For registration information, please call 972-243-4033 or register online at after December 2nd.  Registration for the Orlando overview will not be available online until that date.

> UK – A Scottish man, who was the first person in a century to contract rabies in Britain, died Sunday from the effects of his bat bite, officials said. (AP)

> US – A Black Persian male cat was named the world’s most beautiful cat as “Best-in-Show” from a field of more than 1,300 pedigreed felines showcased at the Cat Fanciers’ Association (CFA) International Cat Show held Nov. 22-24 in Houston, Texas. (PRNewswire)

> US – Mexico’s most-feared drug cartel put a price on his head. Over the years, his keen senses routinely frustrated smugglers by sniffing out 33 tons of drugs valued at more than $306 million. This week Officer Krowbar retired from the U.S. Customs Service, praised by agency officials as the best drug dog ever to work at the world’s busiest border crossing. Krowbar never stopped working. He turns 10 in a few months and he’s earned a well-deserved rest in the backyard of the home of his handler, Officer Steve Ralston.
In a ceremony Tuesday marking the end of the dog’s days working what agents call “the line,’’ Ralston slipped the U.S. Customs Service dog collar off Krowbar’s neck and replaced it with a plain black one.  Krowbar began his retirement by gnawing contentedly on a farewell gift: a foot-long rawhide bone. Customs also gave him a small red fire hydrant that will sit in his backyard.  (AP)

> US – As an additional tribute to the Search and Rescue dogs of 9-11, the American Kennel Club’s DOGNY program has produced a full-color hardcover gift book.  The 144 page book, which features colored photos of the over 100 life-size DOGNY sculptures that were displayed throughout Manhattan for over three months is available in bookstores. (PRNewswire)

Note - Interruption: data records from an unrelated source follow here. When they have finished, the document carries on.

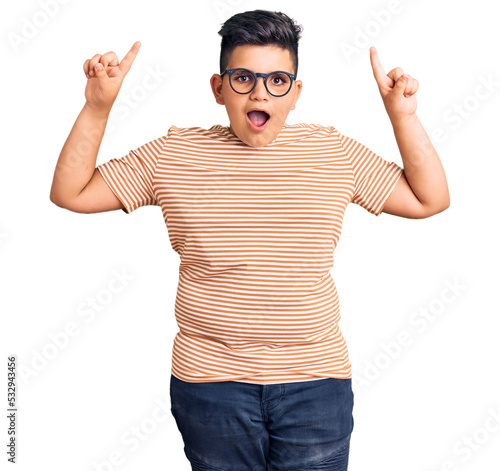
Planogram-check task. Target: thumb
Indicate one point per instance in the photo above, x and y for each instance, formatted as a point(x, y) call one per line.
point(100, 72)
point(399, 88)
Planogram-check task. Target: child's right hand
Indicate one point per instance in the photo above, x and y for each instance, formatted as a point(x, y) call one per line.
point(105, 76)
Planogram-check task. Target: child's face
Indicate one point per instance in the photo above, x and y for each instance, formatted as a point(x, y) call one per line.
point(263, 59)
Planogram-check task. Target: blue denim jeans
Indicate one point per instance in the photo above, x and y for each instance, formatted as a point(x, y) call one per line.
point(234, 426)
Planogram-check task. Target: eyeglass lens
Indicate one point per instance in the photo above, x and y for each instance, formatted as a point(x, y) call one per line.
point(278, 83)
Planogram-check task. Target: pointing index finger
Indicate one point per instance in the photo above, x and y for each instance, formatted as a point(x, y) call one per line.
point(126, 62)
point(378, 70)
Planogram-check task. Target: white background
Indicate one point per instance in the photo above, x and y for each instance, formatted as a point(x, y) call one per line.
point(431, 405)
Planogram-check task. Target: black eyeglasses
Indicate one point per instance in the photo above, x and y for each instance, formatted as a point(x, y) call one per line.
point(243, 81)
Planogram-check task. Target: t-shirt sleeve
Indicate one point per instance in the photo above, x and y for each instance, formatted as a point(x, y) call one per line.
point(374, 177)
point(130, 177)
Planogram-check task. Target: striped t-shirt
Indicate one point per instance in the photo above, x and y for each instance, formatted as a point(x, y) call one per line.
point(255, 229)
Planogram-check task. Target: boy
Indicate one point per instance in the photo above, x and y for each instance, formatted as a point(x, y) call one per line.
point(261, 377)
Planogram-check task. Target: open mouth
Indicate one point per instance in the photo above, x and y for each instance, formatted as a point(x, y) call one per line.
point(258, 119)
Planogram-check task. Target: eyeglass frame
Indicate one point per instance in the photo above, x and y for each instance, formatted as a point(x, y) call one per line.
point(255, 76)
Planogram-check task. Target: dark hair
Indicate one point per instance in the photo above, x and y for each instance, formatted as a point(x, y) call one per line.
point(260, 27)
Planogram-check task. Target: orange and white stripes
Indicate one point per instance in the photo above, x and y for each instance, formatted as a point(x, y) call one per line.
point(255, 229)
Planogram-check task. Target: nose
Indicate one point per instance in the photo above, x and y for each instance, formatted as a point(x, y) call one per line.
point(260, 90)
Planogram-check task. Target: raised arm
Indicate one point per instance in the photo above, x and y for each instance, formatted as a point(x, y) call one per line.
point(422, 190)
point(77, 185)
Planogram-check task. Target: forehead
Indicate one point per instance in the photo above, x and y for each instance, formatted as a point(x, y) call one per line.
point(261, 58)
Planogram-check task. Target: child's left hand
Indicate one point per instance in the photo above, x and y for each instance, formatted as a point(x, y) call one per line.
point(397, 89)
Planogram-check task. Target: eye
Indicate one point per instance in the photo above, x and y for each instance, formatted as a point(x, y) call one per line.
point(279, 79)
point(242, 78)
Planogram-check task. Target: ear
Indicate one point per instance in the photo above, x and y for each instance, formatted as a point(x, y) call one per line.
point(298, 89)
point(216, 84)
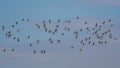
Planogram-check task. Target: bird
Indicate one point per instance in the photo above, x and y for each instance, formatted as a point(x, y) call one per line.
point(81, 49)
point(13, 50)
point(58, 21)
point(18, 40)
point(4, 50)
point(3, 27)
point(109, 20)
point(16, 23)
point(62, 34)
point(28, 20)
point(37, 41)
point(34, 51)
point(77, 18)
point(72, 47)
point(30, 44)
point(12, 26)
point(58, 41)
point(28, 37)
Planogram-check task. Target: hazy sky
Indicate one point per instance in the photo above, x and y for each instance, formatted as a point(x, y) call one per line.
point(106, 56)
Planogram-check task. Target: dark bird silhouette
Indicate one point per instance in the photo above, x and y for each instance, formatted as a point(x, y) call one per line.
point(34, 51)
point(28, 37)
point(58, 41)
point(38, 41)
point(30, 44)
point(3, 27)
point(13, 50)
point(13, 26)
point(4, 50)
point(81, 49)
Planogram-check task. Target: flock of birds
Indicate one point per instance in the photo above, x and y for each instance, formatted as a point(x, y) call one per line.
point(97, 31)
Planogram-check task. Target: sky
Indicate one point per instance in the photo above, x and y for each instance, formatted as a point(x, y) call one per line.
point(58, 55)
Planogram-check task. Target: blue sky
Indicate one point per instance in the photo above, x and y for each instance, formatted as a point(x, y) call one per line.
point(58, 56)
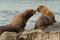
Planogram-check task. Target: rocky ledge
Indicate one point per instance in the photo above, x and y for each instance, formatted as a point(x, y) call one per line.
point(50, 33)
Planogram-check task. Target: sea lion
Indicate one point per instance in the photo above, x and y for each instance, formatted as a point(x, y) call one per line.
point(47, 18)
point(18, 22)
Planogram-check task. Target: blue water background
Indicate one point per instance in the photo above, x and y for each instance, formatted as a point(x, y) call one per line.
point(9, 8)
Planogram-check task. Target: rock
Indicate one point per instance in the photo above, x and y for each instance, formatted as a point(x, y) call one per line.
point(8, 36)
point(50, 33)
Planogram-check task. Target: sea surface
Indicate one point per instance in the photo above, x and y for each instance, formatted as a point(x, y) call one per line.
point(9, 8)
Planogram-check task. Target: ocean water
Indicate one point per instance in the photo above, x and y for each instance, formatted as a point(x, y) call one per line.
point(9, 8)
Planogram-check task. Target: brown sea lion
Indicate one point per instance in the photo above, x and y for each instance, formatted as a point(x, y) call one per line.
point(47, 18)
point(18, 23)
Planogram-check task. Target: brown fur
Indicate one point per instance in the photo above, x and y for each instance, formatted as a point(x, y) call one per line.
point(47, 18)
point(18, 23)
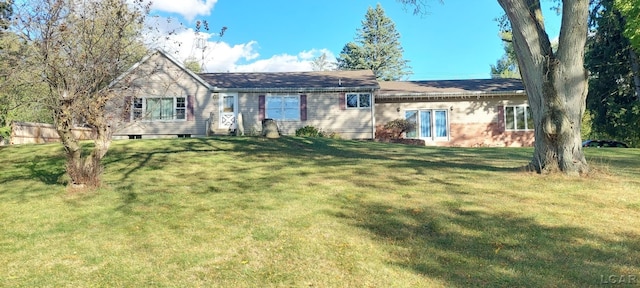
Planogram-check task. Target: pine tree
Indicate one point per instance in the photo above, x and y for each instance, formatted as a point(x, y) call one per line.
point(377, 47)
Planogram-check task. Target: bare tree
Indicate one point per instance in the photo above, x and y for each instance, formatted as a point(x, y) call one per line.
point(78, 48)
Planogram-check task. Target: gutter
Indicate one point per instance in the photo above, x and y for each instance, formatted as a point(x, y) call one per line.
point(447, 95)
point(297, 90)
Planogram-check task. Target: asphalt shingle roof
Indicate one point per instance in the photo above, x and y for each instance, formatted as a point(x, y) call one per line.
point(450, 86)
point(292, 80)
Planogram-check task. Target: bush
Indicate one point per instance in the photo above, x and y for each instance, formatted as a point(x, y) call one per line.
point(308, 131)
point(398, 126)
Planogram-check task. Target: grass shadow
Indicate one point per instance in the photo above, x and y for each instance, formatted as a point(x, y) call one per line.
point(468, 248)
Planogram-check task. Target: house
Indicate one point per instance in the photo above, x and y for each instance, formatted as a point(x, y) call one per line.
point(164, 99)
point(481, 112)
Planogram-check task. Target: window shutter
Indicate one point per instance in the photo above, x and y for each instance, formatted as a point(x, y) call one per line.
point(303, 107)
point(261, 107)
point(126, 109)
point(190, 103)
point(501, 126)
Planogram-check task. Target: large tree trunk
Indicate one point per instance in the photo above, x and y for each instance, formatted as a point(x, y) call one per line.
point(556, 83)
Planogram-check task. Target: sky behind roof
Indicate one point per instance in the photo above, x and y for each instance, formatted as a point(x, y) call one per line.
point(455, 40)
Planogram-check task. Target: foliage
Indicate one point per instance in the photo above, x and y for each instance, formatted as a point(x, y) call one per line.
point(507, 65)
point(612, 98)
point(322, 63)
point(399, 126)
point(77, 49)
point(6, 10)
point(630, 11)
point(315, 212)
point(310, 131)
point(377, 48)
point(556, 81)
point(193, 65)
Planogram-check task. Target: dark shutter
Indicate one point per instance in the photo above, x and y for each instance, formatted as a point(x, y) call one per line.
point(126, 109)
point(303, 107)
point(190, 104)
point(261, 107)
point(501, 126)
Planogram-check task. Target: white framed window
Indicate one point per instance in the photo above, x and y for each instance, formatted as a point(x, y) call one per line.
point(429, 124)
point(358, 100)
point(518, 118)
point(283, 107)
point(159, 108)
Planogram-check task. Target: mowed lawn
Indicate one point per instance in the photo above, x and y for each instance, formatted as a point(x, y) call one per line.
point(296, 212)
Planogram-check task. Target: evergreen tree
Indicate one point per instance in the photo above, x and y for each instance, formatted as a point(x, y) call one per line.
point(507, 65)
point(322, 63)
point(612, 98)
point(377, 47)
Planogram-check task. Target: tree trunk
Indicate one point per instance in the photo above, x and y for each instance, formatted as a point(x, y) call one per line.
point(83, 171)
point(556, 84)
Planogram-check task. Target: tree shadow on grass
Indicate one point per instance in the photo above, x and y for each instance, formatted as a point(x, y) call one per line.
point(468, 248)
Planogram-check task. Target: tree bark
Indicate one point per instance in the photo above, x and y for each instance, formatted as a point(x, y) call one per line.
point(556, 84)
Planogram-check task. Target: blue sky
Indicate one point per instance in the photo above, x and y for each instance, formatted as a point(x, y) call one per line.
point(455, 40)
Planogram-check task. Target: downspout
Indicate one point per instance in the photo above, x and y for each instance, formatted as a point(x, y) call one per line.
point(373, 115)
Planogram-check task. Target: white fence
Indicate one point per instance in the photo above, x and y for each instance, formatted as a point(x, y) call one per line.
point(28, 132)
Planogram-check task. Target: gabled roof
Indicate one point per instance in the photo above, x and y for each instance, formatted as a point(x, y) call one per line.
point(449, 88)
point(170, 58)
point(324, 81)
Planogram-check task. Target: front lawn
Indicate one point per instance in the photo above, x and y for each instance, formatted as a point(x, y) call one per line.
point(296, 212)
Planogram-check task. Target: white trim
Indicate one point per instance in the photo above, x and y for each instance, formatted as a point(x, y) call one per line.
point(170, 58)
point(144, 114)
point(266, 106)
point(221, 112)
point(515, 117)
point(432, 119)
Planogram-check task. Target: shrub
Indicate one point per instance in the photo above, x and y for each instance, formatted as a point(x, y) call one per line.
point(398, 126)
point(308, 131)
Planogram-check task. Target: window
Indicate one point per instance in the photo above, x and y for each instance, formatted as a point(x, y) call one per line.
point(518, 118)
point(283, 107)
point(428, 123)
point(358, 100)
point(227, 103)
point(159, 109)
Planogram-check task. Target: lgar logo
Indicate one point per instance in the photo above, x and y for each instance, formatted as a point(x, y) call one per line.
point(618, 279)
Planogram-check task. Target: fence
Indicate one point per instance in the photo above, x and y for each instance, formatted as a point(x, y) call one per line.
point(28, 132)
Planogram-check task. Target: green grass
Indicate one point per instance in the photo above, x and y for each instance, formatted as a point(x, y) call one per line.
point(295, 212)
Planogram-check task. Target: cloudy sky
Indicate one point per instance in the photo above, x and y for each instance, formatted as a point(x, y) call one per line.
point(455, 40)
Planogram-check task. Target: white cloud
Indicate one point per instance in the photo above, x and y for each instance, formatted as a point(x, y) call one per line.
point(189, 9)
point(220, 56)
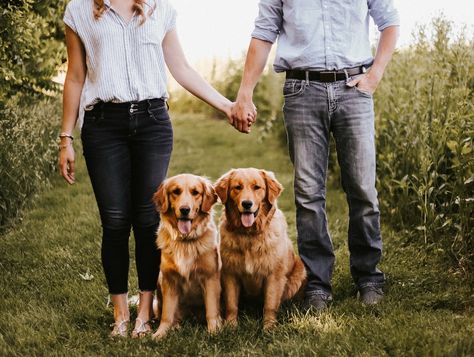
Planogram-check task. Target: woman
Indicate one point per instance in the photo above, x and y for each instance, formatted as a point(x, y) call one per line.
point(117, 50)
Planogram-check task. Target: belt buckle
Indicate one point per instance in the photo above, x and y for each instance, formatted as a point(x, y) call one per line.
point(328, 76)
point(133, 107)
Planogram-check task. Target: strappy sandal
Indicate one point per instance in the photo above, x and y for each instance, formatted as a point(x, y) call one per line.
point(120, 328)
point(143, 328)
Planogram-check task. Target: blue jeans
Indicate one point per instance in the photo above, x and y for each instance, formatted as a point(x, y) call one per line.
point(313, 110)
point(127, 151)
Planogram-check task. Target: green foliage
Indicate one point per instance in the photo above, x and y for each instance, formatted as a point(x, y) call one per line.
point(31, 46)
point(48, 309)
point(267, 94)
point(31, 52)
point(425, 131)
point(28, 152)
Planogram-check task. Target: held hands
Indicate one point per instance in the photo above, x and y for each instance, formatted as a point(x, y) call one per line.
point(367, 82)
point(243, 115)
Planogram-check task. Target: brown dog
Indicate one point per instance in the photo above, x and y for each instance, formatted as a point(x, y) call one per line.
point(190, 259)
point(257, 255)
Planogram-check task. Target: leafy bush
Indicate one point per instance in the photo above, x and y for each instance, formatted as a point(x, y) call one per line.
point(31, 51)
point(31, 46)
point(425, 130)
point(28, 152)
point(425, 127)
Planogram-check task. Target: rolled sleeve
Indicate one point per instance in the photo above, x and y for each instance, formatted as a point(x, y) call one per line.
point(269, 20)
point(170, 18)
point(384, 13)
point(69, 19)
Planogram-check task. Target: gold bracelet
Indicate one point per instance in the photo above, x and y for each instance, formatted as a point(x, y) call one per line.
point(66, 135)
point(64, 146)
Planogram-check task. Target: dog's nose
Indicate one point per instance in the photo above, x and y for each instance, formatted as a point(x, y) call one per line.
point(247, 204)
point(185, 210)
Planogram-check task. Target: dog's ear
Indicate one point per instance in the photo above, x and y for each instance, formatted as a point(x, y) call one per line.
point(209, 196)
point(274, 188)
point(160, 198)
point(222, 186)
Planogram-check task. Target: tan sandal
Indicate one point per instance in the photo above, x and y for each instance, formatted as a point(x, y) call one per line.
point(120, 328)
point(143, 328)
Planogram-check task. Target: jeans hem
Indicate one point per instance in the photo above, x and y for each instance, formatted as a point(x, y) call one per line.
point(327, 295)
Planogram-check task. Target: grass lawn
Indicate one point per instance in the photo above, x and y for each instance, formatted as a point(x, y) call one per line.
point(48, 308)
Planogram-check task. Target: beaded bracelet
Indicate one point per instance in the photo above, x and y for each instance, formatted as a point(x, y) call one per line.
point(66, 135)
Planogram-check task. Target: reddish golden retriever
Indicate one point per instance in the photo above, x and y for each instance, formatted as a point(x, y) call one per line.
point(190, 259)
point(257, 255)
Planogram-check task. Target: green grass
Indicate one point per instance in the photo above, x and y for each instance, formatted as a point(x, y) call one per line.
point(48, 309)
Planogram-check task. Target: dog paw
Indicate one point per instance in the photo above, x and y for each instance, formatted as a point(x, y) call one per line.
point(269, 324)
point(214, 325)
point(161, 332)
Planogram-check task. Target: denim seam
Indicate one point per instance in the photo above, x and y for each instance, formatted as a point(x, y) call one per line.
point(323, 293)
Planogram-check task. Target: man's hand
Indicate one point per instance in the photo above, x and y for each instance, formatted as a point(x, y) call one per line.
point(367, 82)
point(244, 114)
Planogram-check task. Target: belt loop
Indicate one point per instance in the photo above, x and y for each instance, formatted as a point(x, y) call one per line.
point(148, 109)
point(347, 74)
point(101, 108)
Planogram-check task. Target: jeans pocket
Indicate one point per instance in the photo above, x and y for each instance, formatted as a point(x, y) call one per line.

> As grocery shoppers in the US head to the stores to purchase Thanksgiving Day meal items, they may notice a dip in costs. The American Farm Bureau Federation’s annual informal survey has found that the price of basic items on the Thanksgiving Day dinner table – for a feast of 10 – is $34.56, a 48-cent drop from last year’s survey average of $35.04. (
> U.S. Environmental Protection Agency has filed a complaint against Canton, Ohio-based Fresh Mark Inc. for violation of federal laws on the reporting of a hazardous chemical release. The EPA said that on June 22, 2002, a broken refrigeration system valve released about 7,000 pounds of anhydrous ammonia from the company’s sausage plant in Canton. The release lasted about three years and the plant was evacuated at the time of the incident, according to EPA. (meating place)
> Tyson Foods said that they would not pay a $100 million fine that would allow them to avoid the prosecution of two executives and four former managers on charges of conspiring to smuggle illegal immigrants from Mexico, Guatemala and Honduras to work in its poultry plants. Tyson called the fine excessive and accused the government of using undercover agents to entrap Tyson employees.


We all have so much to be thankful for in the US this Thanksgiving week.  With most businesses closed from today (Wednesday) until next Monday, we will have the opportunity to spend time with families and friends.  We should all utilize some of this time to reflect on the many blessings and gifts that we have received during this year and prior years.

I want to personally thank all of our readers, clients, and consultants for your support in 2002. The best to all of you this Holiday Season.  Enjoy and travel safe.